На сей раз они двинулись на четвертое отделение. Унтер-офицер из морской пехоты выскочил из своей норы и стал уползать от танков под мягким верхним слоем снега, роясь в нем, словно громадный крот. Он так быстро отгребал руками и ногами снег, что, казалось, плыл.

Его товарищ оказался не столь изобретательным. Оставшись в их общей норе один, он пришел в панику, выскочил в последний миг наружу и попытался бежать. Передний танк устремился за ним. Я видел, как он поддел человека под руку стволом пушки и подбросил [79] . Когда тело упало, танкисты принялись играть с ним, терзали его, оторвали гусеницами одну руку, затем другую, и наконец вдавили изувеченный труп глубоко в снег. Эти русские не знали жалости. Они могли слышать вопли несчастного, проезжая по нему, но продолжали свою забаву, пока от человека не оставалось лишь красное пятно на снегу.

Бойня прекратилась до следующего дня. За сутки могло произойти что-то, избавляющее нас от этой участи. Генерал мог образумиться и дать приказ к отступлению; русские могли скрыться в ночи; даже война могла кончиться…

Когда в тот день на горизонте снова появился знакомый строй танков, это нас потрясло. Мы едва верили своим глазам, то было нарушением всех правил игры. Раз в день, в три часа. Таков был заведенный порядок. Русские сами установили его и не могли нарушать. Эта нечестность переполнила меня злобным негодованием и едва не вызвала гневных слез. Я больше думал о непорядочности русских, чем о скорой и мучительной смерти.

Первый танк уже нашел добычу. Лейтенанта, пожилого профессора из Мюнхена; тот бессмысленно вскинул руки, пытаясь предотвратить удар. Но человеческие руки — ненадежная защита от тридцати тонн металла, Т-34 пренебрежительно отбил их в сторону и раздавил свою жертву.

И тут наконец наступил наш черед. Танки пошли на нас строем под рев музыки. Впервые генерал сам оказался под прямой угрозой. Он яростно крикнул, чтобы мы оставались на местах, но Порта, сделав ему непристойный жест, выскочил из норы и пустился наутек по снегу, за ним черный кот, неразлучный с Портой во всех наших злоключениях. Я, затаив дыхание, в панике водил головой из стороны в сторону, старался видеть одновременно приближение танков и удаление Порты. Мы ждали, когда генерал откроет огонь. Офицеры ждали, когда генерал откроет огонь. Теперь, когда ему самому грозила смерть, остались ли в силе его фанатичные принципы?

Видимо, нет. Генерал вдруг проворно выскочил из окопа и со всех ног пустился следом за Портой по глубокому снегу. Это послужило всем сигналом. Пригнув голову, тяжело дыша, мы покинули свои позиции и бежали перед лицом противника.

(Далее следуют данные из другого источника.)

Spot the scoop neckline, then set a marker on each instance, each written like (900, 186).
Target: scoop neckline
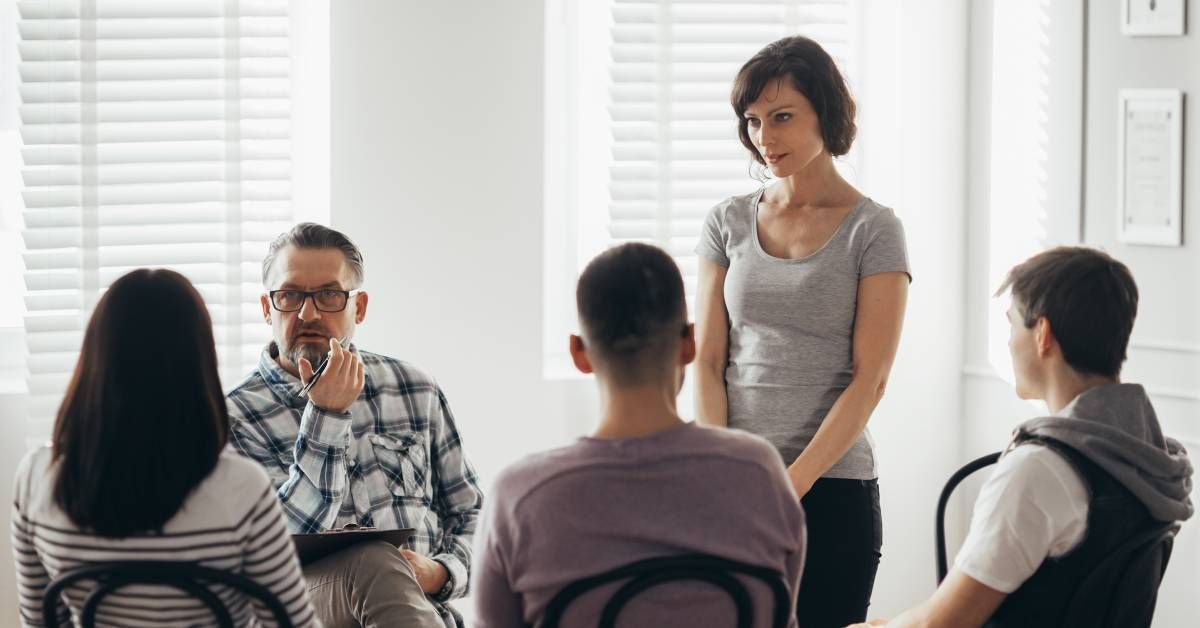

Это было вопиющим неповиновением приказу фюрера. До последнего человека, до последнего патрона…

Танки, механические чудовища, пустились в погоню за нами, людьми. Каждого, кто спотыкался или поскальзывался, каждого, кто отставал, они настигали и давили, а остальные с трудом удирали без оглядки, довольные тем, что мучения и смерть товарищей давали нам несколько секунд отсрочки. Мне было все равно, кто там гибнул под гусеницами, лишь бы не я. Ужас мой был слишком велик, чтобы позволять себе роскошь беспокоиться о чьей-то шкуре.

Тяжело дыша и всхлипывая, я ковылял по снегу. Долго сохранять быстрый шаг было невозможно. Снег был слишком глубоким, засасывал ноги; это походило на ходьбу по песчаным дюнам. Ледяной воздух обжигал горло и разрывал легкие. Из носа у меня пошла кровь, и я начал задыхаться. Неожиданно поскользнулся и упал ничком в большой сугроб. Это походило на падение в ванну с горячей водой. Или в пуховую постель. Или в домну. Я закричал от боли, погрузившись в снежный кипяток. Боль была восхитительной. Она охватывала меня, успокаивала, и я хотел, чтобы она не прекращалась.